A primeira viagem de Cocteau ao Egipto terá lugar em 1936, na companhia de Marcel Khil (Mustapha Khélilou Belkacem Ben Abdelkader) (1912-1940), que o poeta conhecera em Toulon em 1932. Cocteau passara um período difícil, com a morte de Raymond Radiguet, a experiência do ópio, e um relacionamento tornado complicado com Jean Desbordes (1906-1944) , seu secretário desde 1926, com o qual viria a romper em 1933. A visita inicia-se em Alexandria, mas antes Cocteau e Marcel passam por Roma, Atenas e Rhodes. Como havia feito em Argel, também em Alexandria Cocteau se interessa em visitar os locais de prostituição feminina, ainda que, agora, já tenha bem claras as suas opções sexuais. Mesmo assim, deslocam-se ao bairro de Kombakir, guiados por um judeu alexandrino e francófono, Assoun Salomon, mas fogem apressadamente de tal sítio, que consideram particularmente sórdido e sinistro e hoje desaparecido [Numa das minhas estadas em Alexandria fui propositadamente a uma rua estreita, cujo nome de momento não me ocorre, perto da Praça Mohammed Ali, considerada como um dos locais onde existiram bordéis em tempos mais recentes, mas em que presentemente só havia lojas de roupas]. No Cairo, Cocteau visita a Esfinge da qual diz: "Le Sphinx n'est pas une énigme, c'est une réponse." No Egipto, fascina-o sobretudo o culto da Morte e é por isso que se interessa muito mais pelo passado faraónico do que pelo passado e presente islâmico, de que francamente não gosta. Aliás, a Morte será uma obsessão de Cocteau ao longo de toda a sua vida e constante também da sua obra. Certas mortes tê-lo-ão atingido particularmente: Jean Giraudoux, Raymond Radiguet, Marcel Khil, Max Jacob, Jean Desbordes...
Da sua primeira viagem ao Egipto, Cocteau evoca dois fenómenos tipicamente orientais: o bakchich e o haschich. O segundo, todos conhecemos, o primeiro significa hoje simplesmente gorjeta, mas etimologicamente era a "dádiva" que os senhores orientais concediam piedosamente aos místicos que consagravam exclusivamente a sua existência à causa de Deus. «Le haschich est tiré du chanvre indien.
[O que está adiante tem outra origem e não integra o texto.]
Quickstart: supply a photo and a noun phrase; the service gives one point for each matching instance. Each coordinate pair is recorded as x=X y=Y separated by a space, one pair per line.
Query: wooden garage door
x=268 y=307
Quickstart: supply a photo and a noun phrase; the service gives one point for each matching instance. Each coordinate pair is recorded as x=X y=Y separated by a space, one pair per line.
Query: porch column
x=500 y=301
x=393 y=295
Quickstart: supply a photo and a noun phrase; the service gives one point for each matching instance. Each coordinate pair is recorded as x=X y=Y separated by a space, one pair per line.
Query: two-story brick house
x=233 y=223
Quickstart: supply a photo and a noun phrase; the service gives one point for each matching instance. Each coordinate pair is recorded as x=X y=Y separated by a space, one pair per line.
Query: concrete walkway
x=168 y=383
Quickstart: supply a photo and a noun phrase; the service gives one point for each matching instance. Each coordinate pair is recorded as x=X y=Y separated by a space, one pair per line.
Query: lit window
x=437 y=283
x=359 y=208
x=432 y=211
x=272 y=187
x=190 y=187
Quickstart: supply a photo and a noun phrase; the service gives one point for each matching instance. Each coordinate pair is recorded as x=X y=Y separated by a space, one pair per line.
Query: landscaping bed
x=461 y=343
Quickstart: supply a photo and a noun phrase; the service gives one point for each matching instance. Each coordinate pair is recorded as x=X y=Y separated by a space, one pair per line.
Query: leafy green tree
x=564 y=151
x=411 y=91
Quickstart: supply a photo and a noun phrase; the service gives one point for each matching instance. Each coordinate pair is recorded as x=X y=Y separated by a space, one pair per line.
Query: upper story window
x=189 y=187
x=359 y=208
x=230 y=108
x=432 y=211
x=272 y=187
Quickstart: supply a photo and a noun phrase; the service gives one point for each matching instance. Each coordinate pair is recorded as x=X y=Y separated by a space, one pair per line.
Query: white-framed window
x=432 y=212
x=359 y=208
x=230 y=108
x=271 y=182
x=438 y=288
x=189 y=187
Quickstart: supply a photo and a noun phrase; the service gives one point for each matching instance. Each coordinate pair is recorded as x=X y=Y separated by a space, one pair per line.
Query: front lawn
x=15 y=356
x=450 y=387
Oriental d'origine et de culture, il fut l'expédient de toute une littérature articulée autour du jeu de l'amour et de la mort. Par haschichomanie littéraire, on entend bien évidemment celle qui connurent les romantiques, comme Théophile Gautier et Gérard de Nerval. Mais cette notion peut être étendue à d'autres substances hallucinogènes. La drogue appelle la drogue, laquelle est toujours la soeur d'une autre encore, elles se répondent toutes, surtout si on lui fait face comme Cocteau.» (p. 87)
O livro evoca depois a experiência do ópio em Cocteau (que deu origem ao seu livro, Opium) e ao fascínio que a substância exerceu nos românticos franceses e no inglês Thomas de Quincey. Nerval, Flaubert, Gautier, Rimbaud eram frequentadores do famoso "Club des Haschachins" (título de uma obra de Gautier), situado no Hôtel Pimodan (hoje Hôtel de Lauzun), na ilha Saint-Louis, onde nasceu a tendência de associar o haschisch e o ópio à criação artística. Já Baudelaire o evocara nos Paradis artificiels. Gérard de Nerval, que visitou o Egipto, o Líbano, a Turquia e a Grécia em 1843, publicou em 1851 a sua obra célebre Voyage en Orient, de que a parte intitulada "L'Histoire du Calife Hakem" começa por um capítulo intitulado "Le haschich". E Thomas de Quincey publicou, em 1822, Confessions of an English Opium Eater.
A principal obra de Jean Cocteau sobre o Oriente é Maalesh (1949), sub-intitulada "Journal d'une tournée de théâtre", talvez o último grande livro da literatura francesa de viagens, na sequência de Théophile Gautier, Gustave Flaubert, Maxime DuCamp, Gérard de Nerval, e também, Maurice Barrès, André Gide e Maurice Maeterlinck. Maalesh (que, em árabe, significa "não tem problema", "tudo bem", palavra habitualmente usada) é um livro de crónicas de viagem, reflexões filosóficas, descrição de cenas populares, comparações entre os povos das antigas civilizações e, antes de do mais, a obsessão da morte. Relata a viagem de três meses (Março a Maio de 1949) de Cocteau ao Cairo, Alexandria, Beirute, Constantinopla e Ankara. Foi a segunda e última viagem do poeta ao Egipto, numa altura em que a língua francesa era bem conhecida das pessoas cultivadas e o inglês não se tornara ainda no intruso que tenta converter-se em língua de uso universal. Refira-se que Maalesh era o título de uma revista egípcia francófona, que Cocteau conhecera aquando da sua primeira viagem ao Egipto.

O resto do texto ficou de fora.